Nowości z Tajlandii – 3 marca 2014

Przez redakcję
Opublikowany w Wieści z Tajlandii
tagi: , ,
Marzec 3 2014

Samoloty tryskaczowe nie będą mogły wznieść się w powietrze, aby generować deszcz na północy przez następne trzy dni, ponieważ wilgotność jest zbyt niska. Północne Królewskie Centrum Deszczowe (NRRC) monitoruje sytuację godzina po godzinie, aby podlewanie mogło rozpocząć się natychmiast, gdy tylko warunki na to pozwolą.

Północ nęka nie tylko susza, ale także utrzymujący się dym z pożarów lasów. NRRC otworzyło wczoraj jednostkę [?], która ma pomagać mieszkańcom 15 dotkniętych prowincji północnych [w czym?].

W prowincjach Lampang i Phrae stężenie cząstek stałych przekracza poziom bezpieczeństwa. Według NRRC przekroczenie to nie jest spowodowane pożarami lasów, ale pracami budowlanymi. Tworzą zbyt dużo kurzu.

Zanim wilgotność spadła, NRRC wzbijała się w powietrze dwa razy dziennie w ośmiu prowincjach. W sobotę oddano do użytku nowe centrum dowodzenia. W sumie 2.876 wsi w 15 województwach uznano za obszary dotknięte suszą. Duże zbiorniki na północy są wypełnione średnio w 63 procentach. [W wiadomości brakuje mi odpowiedzi na pytanie, czy sztuczne wytwarzanie deszczu się udało.]

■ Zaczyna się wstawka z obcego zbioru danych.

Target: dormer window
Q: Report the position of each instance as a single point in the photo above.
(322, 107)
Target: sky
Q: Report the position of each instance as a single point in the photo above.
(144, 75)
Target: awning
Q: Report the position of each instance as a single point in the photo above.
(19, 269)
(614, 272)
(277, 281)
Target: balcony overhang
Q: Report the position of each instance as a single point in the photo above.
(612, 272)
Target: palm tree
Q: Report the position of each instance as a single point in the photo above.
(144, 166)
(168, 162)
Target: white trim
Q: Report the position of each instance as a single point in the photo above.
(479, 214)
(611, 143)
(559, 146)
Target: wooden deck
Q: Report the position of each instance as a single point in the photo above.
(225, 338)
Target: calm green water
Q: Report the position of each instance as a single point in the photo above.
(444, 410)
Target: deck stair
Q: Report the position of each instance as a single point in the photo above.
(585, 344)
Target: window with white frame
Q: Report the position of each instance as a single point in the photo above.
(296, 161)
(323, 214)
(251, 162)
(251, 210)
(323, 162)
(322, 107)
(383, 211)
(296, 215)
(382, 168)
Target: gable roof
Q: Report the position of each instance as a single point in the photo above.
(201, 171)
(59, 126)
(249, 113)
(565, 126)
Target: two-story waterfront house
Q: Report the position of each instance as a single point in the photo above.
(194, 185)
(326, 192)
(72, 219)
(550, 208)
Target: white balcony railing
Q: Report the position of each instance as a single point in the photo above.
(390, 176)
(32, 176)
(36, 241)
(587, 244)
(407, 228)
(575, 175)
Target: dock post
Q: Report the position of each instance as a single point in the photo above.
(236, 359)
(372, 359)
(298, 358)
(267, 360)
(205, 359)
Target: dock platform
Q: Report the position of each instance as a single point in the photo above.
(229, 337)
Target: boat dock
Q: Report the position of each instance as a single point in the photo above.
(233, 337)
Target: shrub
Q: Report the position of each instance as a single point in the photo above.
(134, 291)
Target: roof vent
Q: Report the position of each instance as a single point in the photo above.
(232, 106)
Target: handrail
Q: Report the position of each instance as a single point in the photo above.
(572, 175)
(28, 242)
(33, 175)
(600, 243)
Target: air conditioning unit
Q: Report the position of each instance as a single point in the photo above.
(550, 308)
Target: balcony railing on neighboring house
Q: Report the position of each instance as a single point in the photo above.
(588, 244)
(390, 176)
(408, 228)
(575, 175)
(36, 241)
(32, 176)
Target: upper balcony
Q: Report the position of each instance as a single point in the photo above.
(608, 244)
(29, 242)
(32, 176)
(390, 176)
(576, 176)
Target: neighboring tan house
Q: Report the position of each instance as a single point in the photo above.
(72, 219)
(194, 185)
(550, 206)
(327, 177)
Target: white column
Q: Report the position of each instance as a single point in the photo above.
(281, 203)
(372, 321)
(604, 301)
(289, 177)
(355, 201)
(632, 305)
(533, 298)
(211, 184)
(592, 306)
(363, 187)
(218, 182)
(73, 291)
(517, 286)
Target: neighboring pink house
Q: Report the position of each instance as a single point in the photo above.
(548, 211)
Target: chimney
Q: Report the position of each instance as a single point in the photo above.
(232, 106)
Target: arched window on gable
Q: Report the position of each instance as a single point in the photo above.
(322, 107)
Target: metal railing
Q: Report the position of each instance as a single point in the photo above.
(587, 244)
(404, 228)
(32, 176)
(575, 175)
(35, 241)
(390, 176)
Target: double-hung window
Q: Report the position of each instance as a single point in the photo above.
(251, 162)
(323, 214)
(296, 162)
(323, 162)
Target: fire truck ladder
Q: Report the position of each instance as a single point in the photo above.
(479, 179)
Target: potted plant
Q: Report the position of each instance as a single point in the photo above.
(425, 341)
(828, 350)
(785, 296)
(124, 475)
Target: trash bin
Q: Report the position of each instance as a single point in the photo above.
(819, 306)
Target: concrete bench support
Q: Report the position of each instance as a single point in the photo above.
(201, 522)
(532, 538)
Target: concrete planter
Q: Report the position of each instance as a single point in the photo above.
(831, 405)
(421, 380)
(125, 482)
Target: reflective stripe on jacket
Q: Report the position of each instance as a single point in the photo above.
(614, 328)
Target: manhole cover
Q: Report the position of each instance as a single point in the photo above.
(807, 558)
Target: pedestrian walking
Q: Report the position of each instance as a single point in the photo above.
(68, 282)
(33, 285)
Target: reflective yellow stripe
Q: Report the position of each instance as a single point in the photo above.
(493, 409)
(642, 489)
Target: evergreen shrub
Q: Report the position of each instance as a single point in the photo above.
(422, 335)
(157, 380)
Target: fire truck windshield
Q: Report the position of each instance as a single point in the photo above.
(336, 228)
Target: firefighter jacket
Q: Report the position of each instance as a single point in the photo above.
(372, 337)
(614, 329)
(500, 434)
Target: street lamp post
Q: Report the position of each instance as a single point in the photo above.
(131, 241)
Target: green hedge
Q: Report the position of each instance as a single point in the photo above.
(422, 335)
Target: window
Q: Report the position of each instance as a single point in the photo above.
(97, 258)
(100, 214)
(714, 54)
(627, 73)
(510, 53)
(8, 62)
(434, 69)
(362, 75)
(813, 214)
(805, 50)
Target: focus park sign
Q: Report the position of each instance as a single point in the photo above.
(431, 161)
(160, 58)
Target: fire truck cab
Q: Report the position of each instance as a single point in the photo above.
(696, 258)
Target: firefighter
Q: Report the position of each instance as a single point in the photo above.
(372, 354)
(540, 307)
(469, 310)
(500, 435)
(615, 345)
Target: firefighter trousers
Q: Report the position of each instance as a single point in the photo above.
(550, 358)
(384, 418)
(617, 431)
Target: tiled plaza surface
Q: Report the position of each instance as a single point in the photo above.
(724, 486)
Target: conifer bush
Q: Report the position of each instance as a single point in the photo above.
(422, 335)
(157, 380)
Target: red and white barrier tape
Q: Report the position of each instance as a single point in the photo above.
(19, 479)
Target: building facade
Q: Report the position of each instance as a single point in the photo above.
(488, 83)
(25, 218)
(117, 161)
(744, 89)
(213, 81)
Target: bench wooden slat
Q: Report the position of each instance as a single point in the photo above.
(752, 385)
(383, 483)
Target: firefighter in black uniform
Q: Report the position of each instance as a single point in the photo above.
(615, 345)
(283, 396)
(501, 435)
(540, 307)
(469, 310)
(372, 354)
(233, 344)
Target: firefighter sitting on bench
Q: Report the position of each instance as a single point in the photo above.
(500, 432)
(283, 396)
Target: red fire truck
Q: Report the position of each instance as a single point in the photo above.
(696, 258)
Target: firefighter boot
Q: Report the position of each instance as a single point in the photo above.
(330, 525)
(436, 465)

– Jest to fakt dobrze znany w naukach behawioralnych. Jeśli chcesz zmienić zachowanie ludzi, musisz nagradzać dobre zachowanie, a nie tylko karać złe. Odkryli to również w Mae Hia, mieście w Ching Mai, gdzie rolnicy co roku od lutego do kwietnia spalają trawę i pozostałości pożniwne, co prowadzi do irytującego dymu.

Władze mają tzw Bank gałęzi i liści organizować coś. Rolnicy dostarczają gałęzie i trawę oraz odpady z sadów i gospodarstw warzywniczych. W zamian otrzymują nawozy lub bioekstrakty, które normalnie wykorzystuje się w uprawie owoców i warzyw. Liście i małe gałęzie przetwarzane są na bionawóz, duże gałęzie są później sprzedawane producentom mebli.

Bank rozpoczął działalność w trybie próbnym w 2010 roku i zaczyna przynosić owoce. Zmniejszyła się liczba pożarów traw. Każdy, kto podpali trawę, zostanie ukarany grzywną w wysokości 2.000 bahtów. Projekt ma służyć jako przykład dla innych miejsc na północy, które borykają się z tym samym problemem.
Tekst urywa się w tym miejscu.